1.9 Drugs affecting intestinal secretions
Pancreatin is recommended for replacement therapy in pancreatic enzyme deficiency states. Pancreatin is inactivated by gastric acid. Two formulations are available.
Creon® 10 000 and the higher strength preparation 25 000 (capsules) contain enteric-coated pellets. The capsules may be swallowed whole or the contents of the capsule mixed with fluid or soft food. The pellets should not be chewed as this destroys the enteric coating. As with all pancreatic supplements, Creon®, especially at a high dosage, may cause perianal irritation.
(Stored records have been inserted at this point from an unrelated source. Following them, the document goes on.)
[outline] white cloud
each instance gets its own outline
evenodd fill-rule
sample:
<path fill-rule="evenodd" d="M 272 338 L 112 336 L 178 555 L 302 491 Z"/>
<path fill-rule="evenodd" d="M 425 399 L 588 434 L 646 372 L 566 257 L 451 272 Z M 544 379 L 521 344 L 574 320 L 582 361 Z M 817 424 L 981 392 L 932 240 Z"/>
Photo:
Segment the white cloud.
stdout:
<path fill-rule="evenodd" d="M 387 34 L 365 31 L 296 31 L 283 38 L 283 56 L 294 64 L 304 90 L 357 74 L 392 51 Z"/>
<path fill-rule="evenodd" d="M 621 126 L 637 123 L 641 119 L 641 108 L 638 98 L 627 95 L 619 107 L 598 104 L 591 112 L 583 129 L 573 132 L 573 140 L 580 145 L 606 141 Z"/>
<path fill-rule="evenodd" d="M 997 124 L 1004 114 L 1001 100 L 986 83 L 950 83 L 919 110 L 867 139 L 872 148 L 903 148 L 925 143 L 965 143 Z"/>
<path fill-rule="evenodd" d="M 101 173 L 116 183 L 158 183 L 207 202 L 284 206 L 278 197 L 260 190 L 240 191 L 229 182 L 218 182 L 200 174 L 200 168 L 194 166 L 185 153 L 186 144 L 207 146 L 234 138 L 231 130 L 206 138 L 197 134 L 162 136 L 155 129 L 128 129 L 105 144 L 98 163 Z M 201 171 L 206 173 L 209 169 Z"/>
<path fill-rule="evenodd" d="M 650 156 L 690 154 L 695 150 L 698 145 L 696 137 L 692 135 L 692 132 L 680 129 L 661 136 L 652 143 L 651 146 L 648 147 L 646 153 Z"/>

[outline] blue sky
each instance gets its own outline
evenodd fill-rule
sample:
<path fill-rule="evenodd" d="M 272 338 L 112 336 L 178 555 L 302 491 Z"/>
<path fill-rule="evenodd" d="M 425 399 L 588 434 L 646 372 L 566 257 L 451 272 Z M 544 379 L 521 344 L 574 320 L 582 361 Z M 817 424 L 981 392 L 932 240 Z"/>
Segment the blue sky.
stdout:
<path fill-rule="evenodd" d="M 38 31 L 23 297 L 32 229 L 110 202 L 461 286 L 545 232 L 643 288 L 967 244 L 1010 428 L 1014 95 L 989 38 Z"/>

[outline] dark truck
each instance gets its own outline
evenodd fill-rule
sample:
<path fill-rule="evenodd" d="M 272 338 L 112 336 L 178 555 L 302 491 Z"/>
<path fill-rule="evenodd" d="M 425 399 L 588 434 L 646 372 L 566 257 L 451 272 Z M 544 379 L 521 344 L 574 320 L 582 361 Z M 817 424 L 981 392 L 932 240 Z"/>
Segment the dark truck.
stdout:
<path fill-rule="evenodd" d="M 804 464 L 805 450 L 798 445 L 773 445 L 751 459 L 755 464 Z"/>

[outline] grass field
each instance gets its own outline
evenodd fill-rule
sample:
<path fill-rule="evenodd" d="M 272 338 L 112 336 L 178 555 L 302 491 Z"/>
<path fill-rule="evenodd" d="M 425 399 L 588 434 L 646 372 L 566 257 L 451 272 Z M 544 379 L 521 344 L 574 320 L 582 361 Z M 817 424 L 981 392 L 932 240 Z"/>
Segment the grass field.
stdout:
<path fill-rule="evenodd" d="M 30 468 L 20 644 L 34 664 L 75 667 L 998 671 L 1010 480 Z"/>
Pancrex V® (capsules, tablets, forte tablets) is a cheaper alternative, but large quantities of tablets are frequently required. The contents of Pancrex V® capsules are not enteric-coated and, when sprinkled on food, are less palatable than Creon®. Pancrex V® may cause local irritation if retained in the mouth.
Ursodeoxycholic acid (available as Destolit® 150mg tablets and Ursofalk® 250mg capsules) is used to dissolve cholesterol gall stones as an alternative to surgery. It is also used in the treatment of patients with primary biliary cirrhosis. Hospital supervision is required.
PRESCRIBING POINTS FOR DRUGS AFFECTING INTESTINAL SECRETIONS
- With the exception of Creon® 25 000, high-strength pancreatin preparations have been associated with reports of colonic strictures in children aged between 2 and 13 years. The CSM has recommended that;
- Pancrease HL®, Nutrizym 22® should not be used in children with cystic fibrosis aged 15 years or less
- The total dose of pancreatic enzyme supplements used in patients with cystic fibrosis should not usually exceed 10,000 units of lipase per kg body weight daily
- If a patient on any pancreatin preparation develops new abdominal symptoms (or any change in existing abdominal symptoms) the patient should be reviewed to exclude the possibility of colonic damage.
- Ensure adequate hydration at all times in patients taking higher-strength pancreatin preparations.
- The aim of treatment with pancreatic supplements is to control steatorrhoea and promote growth or weight gain. Treatment is adjusted to suit individual need.
- As well as being used to treat malabsorption in patients with pancreatic exocrine deficiency, supplements are also used in an attempt to treat the pain of chronic pancreatitis, whether or not it is associated with steatorrhoea. Their efficacy in this is not well proven. [Unlicensed indication].
- Pancreatin is inactivated by gastric acid and so high doses are required. Adding an antisecretory drug, such as an H2-receptor antagonist, may help patients unresponsive to high doses of pancreatin.
- Pancreatin is inactivated by heat and so care is needed if preparations are mixed with food or drink.